Prof. Dr. Bülent Gündüz, pandemi devrinde çocuklarda fazlaca önemli etkileşim ve bağlantı sorunları ile karşı karşıya kaldıklarını lisana getirerek, şu biçimde konuştu:
“Pandemi öncesi sayılara ve istatistiklere baktığımız vakit bize başvuran 100 çocuktan 30 adedinde gelişimsel lisan gecikmesi sorunu görüyorduk. Lakin pandemi periyodunda bu oranın yaklaşık yüzde 65’lere çıktığını gördük. Yani 2 katına kadar büyüyen bir sorunla karşı karşıyayız. Pandemi periyodunda ortaya çıkan bağlantı ve etkileşim yetersizliği ile lisan sorunu 2 katına çıktı diyebiliriz. Sözel olarak kendini söz etmeye başlayan; 1-6 yaş içindeki tüm çocuklarda bu görülmeye başlandı; fakat en epey erken çocukluk evresi dediğimiz 1-3 yaş kümesi içindeki çocuklarda bu meseleyle karşı karşıya kaldık.”
‘DİL GELİŞİMLERİNDE GECİKMELER OLDU’
Prof. Dr.
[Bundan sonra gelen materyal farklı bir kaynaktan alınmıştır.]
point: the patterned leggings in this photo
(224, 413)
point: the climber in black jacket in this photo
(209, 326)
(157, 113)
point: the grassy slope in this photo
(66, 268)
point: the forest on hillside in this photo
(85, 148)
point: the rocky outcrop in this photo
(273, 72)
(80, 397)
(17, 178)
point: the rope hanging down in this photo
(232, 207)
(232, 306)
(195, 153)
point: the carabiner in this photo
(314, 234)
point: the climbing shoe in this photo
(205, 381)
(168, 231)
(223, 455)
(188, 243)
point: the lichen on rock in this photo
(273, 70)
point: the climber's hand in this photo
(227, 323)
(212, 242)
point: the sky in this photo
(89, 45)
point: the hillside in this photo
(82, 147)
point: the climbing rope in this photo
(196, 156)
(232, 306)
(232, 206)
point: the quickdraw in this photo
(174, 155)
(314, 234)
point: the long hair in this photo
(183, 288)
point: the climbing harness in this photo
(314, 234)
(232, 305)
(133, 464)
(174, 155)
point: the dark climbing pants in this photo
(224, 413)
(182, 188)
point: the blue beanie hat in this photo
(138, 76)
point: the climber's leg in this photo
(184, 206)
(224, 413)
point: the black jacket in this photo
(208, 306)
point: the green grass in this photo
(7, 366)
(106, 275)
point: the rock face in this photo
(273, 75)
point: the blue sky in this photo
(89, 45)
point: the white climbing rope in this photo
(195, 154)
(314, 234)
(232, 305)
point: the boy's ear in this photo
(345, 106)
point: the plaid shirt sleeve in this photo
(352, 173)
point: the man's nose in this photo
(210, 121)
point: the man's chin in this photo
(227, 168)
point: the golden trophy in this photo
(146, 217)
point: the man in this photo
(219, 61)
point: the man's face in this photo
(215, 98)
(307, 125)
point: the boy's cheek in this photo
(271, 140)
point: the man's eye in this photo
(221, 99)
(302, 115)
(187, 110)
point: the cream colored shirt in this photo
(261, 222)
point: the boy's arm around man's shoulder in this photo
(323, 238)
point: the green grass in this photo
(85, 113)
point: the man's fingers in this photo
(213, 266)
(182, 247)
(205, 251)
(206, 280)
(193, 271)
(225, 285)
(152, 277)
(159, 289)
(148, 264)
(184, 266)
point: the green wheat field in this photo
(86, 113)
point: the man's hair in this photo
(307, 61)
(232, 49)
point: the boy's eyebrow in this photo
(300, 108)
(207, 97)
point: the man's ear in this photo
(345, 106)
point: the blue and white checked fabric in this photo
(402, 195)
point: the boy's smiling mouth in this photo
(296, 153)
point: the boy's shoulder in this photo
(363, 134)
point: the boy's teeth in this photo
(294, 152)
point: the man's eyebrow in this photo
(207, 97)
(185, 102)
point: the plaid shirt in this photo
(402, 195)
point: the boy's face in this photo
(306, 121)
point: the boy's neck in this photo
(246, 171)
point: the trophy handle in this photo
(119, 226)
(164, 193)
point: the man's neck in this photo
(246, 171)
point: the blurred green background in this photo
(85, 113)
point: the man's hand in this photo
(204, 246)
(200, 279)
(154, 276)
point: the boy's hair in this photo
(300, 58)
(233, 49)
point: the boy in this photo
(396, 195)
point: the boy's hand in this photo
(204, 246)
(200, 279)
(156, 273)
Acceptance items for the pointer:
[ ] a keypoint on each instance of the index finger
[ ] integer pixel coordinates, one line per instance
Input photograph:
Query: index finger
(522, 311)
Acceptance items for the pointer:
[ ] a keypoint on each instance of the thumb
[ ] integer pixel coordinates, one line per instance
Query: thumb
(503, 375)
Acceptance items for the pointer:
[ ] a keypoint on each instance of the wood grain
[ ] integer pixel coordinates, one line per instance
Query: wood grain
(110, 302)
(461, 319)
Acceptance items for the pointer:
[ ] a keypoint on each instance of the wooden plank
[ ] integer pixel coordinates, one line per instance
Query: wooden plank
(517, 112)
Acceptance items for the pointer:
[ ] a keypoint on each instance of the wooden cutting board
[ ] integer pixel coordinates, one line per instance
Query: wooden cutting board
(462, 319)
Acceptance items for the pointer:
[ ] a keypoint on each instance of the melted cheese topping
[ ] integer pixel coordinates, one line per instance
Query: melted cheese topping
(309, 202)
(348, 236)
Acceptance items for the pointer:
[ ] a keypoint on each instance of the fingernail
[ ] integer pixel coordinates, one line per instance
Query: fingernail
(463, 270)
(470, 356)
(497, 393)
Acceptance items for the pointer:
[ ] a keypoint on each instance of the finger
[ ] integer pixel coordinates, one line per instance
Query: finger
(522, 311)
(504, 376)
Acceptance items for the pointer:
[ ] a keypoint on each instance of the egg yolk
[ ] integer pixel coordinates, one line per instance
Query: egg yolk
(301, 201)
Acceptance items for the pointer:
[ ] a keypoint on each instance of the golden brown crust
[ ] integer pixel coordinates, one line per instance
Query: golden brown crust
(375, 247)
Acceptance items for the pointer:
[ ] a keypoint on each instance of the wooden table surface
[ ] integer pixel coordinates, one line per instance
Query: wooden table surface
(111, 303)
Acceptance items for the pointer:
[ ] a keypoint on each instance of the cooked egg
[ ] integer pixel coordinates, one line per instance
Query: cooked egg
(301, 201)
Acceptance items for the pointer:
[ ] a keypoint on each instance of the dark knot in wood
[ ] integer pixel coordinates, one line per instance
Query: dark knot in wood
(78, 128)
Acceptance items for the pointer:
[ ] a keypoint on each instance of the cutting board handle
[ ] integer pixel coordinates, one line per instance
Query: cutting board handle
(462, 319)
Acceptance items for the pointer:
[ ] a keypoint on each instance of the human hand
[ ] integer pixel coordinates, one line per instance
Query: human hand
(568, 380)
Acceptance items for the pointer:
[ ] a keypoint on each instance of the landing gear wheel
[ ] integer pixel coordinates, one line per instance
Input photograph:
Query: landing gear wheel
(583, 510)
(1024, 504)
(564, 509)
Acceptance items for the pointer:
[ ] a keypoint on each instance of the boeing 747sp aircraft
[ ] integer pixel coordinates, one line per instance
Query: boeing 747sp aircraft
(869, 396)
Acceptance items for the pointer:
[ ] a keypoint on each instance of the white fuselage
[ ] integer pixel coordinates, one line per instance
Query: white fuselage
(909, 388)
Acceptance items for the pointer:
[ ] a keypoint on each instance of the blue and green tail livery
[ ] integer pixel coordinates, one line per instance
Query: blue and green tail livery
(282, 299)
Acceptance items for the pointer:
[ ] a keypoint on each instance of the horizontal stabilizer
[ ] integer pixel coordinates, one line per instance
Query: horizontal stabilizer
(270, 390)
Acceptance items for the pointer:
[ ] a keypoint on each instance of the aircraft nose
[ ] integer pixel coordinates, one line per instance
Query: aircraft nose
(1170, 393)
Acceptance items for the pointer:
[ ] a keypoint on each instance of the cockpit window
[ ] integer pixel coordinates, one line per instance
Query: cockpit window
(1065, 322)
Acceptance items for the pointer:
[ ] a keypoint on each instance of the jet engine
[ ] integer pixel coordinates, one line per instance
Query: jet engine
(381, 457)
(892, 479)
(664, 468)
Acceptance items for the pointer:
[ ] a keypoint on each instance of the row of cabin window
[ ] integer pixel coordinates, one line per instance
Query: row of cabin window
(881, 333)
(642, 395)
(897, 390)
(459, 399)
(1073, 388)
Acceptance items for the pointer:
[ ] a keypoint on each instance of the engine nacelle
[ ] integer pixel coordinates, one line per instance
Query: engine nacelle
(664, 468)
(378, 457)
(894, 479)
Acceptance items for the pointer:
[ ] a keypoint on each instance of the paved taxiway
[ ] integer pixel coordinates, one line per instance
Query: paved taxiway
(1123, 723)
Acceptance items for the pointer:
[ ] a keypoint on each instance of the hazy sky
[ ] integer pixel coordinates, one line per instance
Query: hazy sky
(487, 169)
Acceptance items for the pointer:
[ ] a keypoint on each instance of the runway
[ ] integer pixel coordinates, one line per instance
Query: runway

Gündüz, bunun değerli sorun olduğuna dikkat çekerek, “Bu sorun etkileşim ve irtibat sorunlarının art planında sonuç olarak bir lisan gelişim sorunu ortaya çıkardı. Çocuklar bilhassa uyaran eksikliğine bağlı olarak, akran etkileşiminin yetersizliğine bağlı olarak ve beraberinde pandemi devrinde ailelerle birlikte konutun içerisinde kalmalarına karşın anne ve babanın işe odaklanması niçiniyle ekrana kilitlenmiş olarak kaldıkları için çocukların lisan gelişimlerinde epey önemli gecikmeler oldu ve bu gecikmelerde çocukların tüm gelişim alanlarını olumsuz istikamette etkiledi. Yani pandemi çocukları fazlaca önemli olarak etkileyerek maalesef lisan gelişimlerinde epey büyük sorunlara yol açtı” diye konuştu.
Prof. Dr. Gündüz, bu tip rahatsızlıkları bulunan çocukların kronolojik yaşları olan gerçek yaşları ile lisan yaşları içinde farklılık ortaya çıktığına dikkat çekerek, “Gelişimsel lisan gecikmesi birlikteinde birtakım meselelerin da işareti olabilir. Atipik otizm ya da gelişimsel bozukluklar üzere sorunların ön işareti de olabilir ve çocuk bilhassa pandemi devrinde etkileşim bağlamında sıkıntılar yaşadığı için bu cins çocukları bu kapsamda pahalandırmak gerekir” dedi.
‘AİLELER FARKINDA OLMALI’
Prof. Dr. Gündüz, ailelerin, çocuklarında bu sıkıntılardan kaçmamaları gerektiğini belirterek, “Örneğin birtakım aileler ‘erkek çocuğu geç konuşur’ üzere bir anlayışla maalesef biraz bekliyorlar. Çocuklarımızın hayatındaki en kıymetli evre 0-2 ve 2-4 yaş aralığında nöroplastisitenin epeyce kuvvetli geliştiği devirde çocuklarımıza bu imkanı tanımak lazım. Çocuk bu periyodu faal olarak geçiremediği taktirde bu hünerleri kazanmakta epey zorlanıyorlar. birinci vakit içinderda aileler farkında olmalı, bu durumu kabullenmeli ve etkileşim bağlamında çocukları ile epeyce uygun oynayarak uzman takviyesi ile birlikte bu problemlerin çözülebileceğini unutmamaları lazım” diye konuştu.